A troop of monkeys gathered around Manuel’s branches, their howls blotting out all other sounds.
“Hush,” Manuel said. “You will bring The Gato.”
“Better the sloth than me,” a monkey answered before thrashing through the leaves.
Manuel was unhappy. Never had he known creatures more gentle than the sloth and child. Not since the woodpecker. But that was ages ago.
A monkey jumped violently onto Manuel’s branches. “Maybe the ants will get it before The Gato,” he taunted.
Manuel’s leaves shook with anger. “You should bring the sloth to his mother.”
The monkey answered with a laugh before swinging to the next tree.
“Manuel is going soft,” a mangrove snickered.
“Maybe his roots are rotting,” the palm answered.
Manuel refused to answer their taunts.
“We are not keepers of the jungle, Manuel. We are watchers.”
Manuel sighed. “I am tired of watching.”
Though his sight was limited to the small copse of jungle where he dwelled, like all trees, he could also ‘feel’ for miles. Every cell in his frame was so attuned to the earth, he could trace the flutter of a butterfly or the erratic pattern of an ant colony far below the incline where his roots had taken hold.
He could sense the approach of predatory animals, too. And, yet, it was not his duty to warn other animals. He was expected to watch and record, a keeper of time. Nothing more, nothing less.
“Remember the woodpecker,” the mangrove scolded. “Your limbs will go soft if you continue this foolishness.”
The babe’s cries dropped to a whimper.
Panic shot through Manuel’s limbs. “He will die if we do nothing.”
“It is the way of the jungle,” the monkeys resounded.
“It does not have to be.” Manuel said this to himself. He knew the other jungle creatures would not listen.
“Thank you, Manuel.”
The pain in the sloth’s low voice cloaked him like a shroud of heavy fog. Her large eyes filled with moisture as she clung to the nearby mangrove.
“Mamá,” Manuel whispered. “I thought you were sleeping.”
“Sleep eludes me now.”
Manuel’s roots tensed as currents of regret and sorrow pierced his trunk. “Can you not climb down to your child?”
“It will be past nightfall before I can get to him. I am only a sloth,” she spoke through a low sob.
“And I am only a tree. By the laws of nature, trees are not supposed to walk, but I do.”
“You are a special tree.”
“And you are a special sloth. Your child is special, too. Do not let him die.”
The sloth heaved a baleful sigh. “I do not know if I can do this.”
“I will help you.”
“How?”
“I will walk.”
“You are slower than I, Manuel.”
“I am, but I will do whatever I can to save your child. If you love him, you must do the same.”
Without another word, the sloth began her slow descent down the mangrove’s trunk.
“What are you two doing?

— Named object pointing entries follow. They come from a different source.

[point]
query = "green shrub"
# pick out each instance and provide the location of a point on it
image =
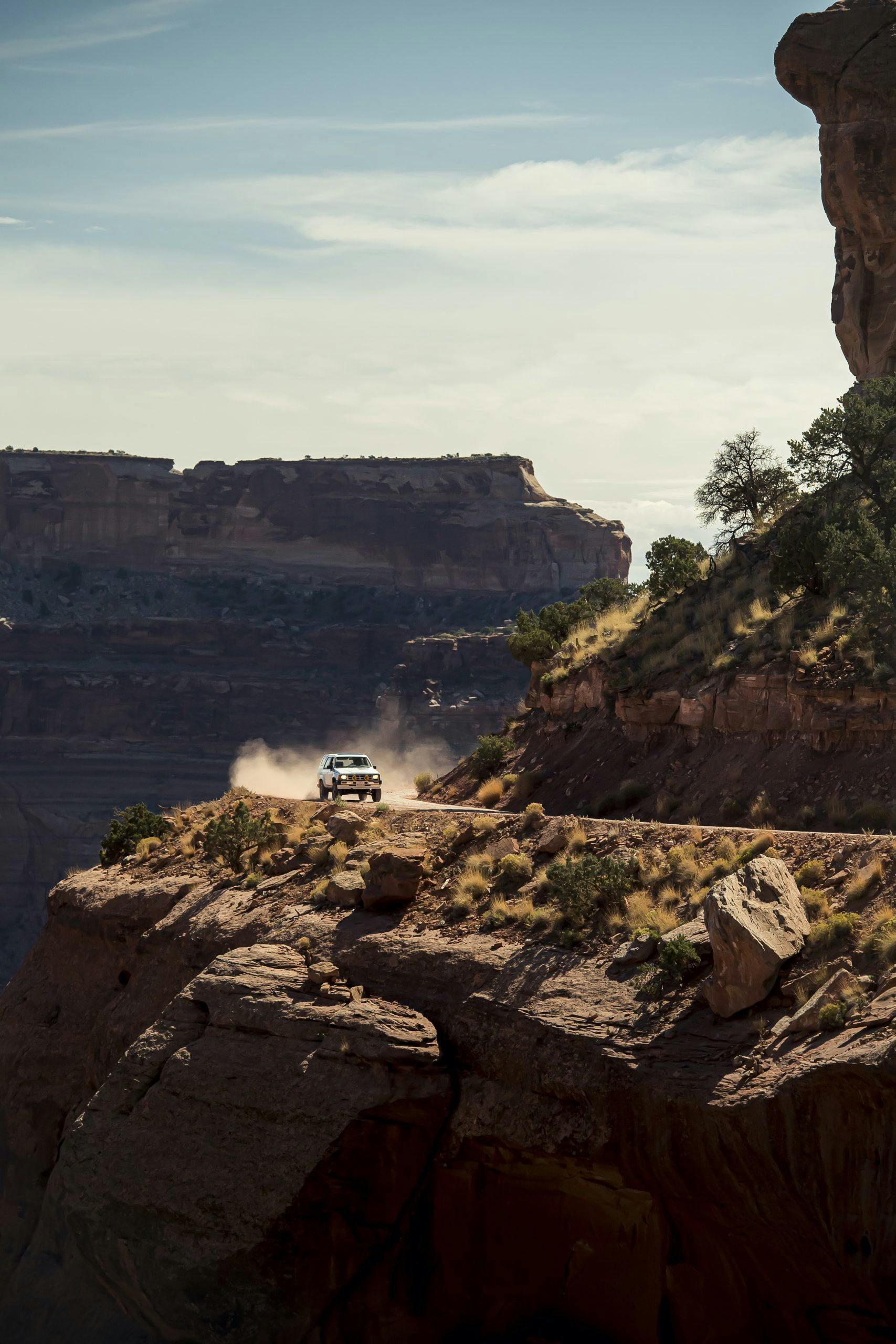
(581, 886)
(679, 956)
(673, 563)
(491, 754)
(128, 828)
(229, 836)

Have you gone loco?” the mangrove scolded.
“We are saving the babe. What does it look like?”
“You cannot reach him without exposing all your roots.”
Manuel didn’t answer as he put all of his energy into pulling his roots free from the heavy soil.
“Manuel, do you hear me?”
“I hear,” he grumbled, “but I do not listen.”
“It is not the way of the trees. We are watchers,” another walking tree protested.
“Fool,” the trees echoed. “Stop!”
But Manuel could not stop. He could not watch another friend perish while he did nothing to prevent it. Their grief, their loss, he carried with him, down to the core of his decaying roots. He knew if he stood by this time and did not try to save the sloth, he would surely perish, too.
Manuel put more effort into pulling out his roots. He would not rest until he reached the babe.
Beneath the mangrove’s heavy branches, the sloth cried out. He felt her pain electrify the air around him after she’d scraped the soft padding of her foot on a spikey branch.
“I am sorry, Mamá,” Manuel said. He felt the ‘pop’ of the soil beneath one of his roots.
“Do not be sorry, Manuel. Not everything is your fault.”
Mamá sloth had said this to him once before, back when she still carried the babe within the safety of her womb. He remembered vividly the night she clung to his trunk and whispered soothing words against his shaking branches—the night he’d heard the distant cry of a bird whose fate had been so similar to the woodpecker, Pablo.
Manuel strained and tugged at another root until he felt it break beneath the weight of a rock. He repressed the urge to cry out. He knew there was no way he could pull so fast without pain. Below him, the babe resumed his soft whimpers.
“I am coming, niño.” Manuel forced himself to press on. He would not fail the child. Not like he’d failed Pablo.
Manuel had barely risen from a sapling and was still fighting for his share of the sun’s rays when Pablo had first flown onto his branches. He’d known from the start Pablo was a special woodpecker, not like the other birds in the jungle.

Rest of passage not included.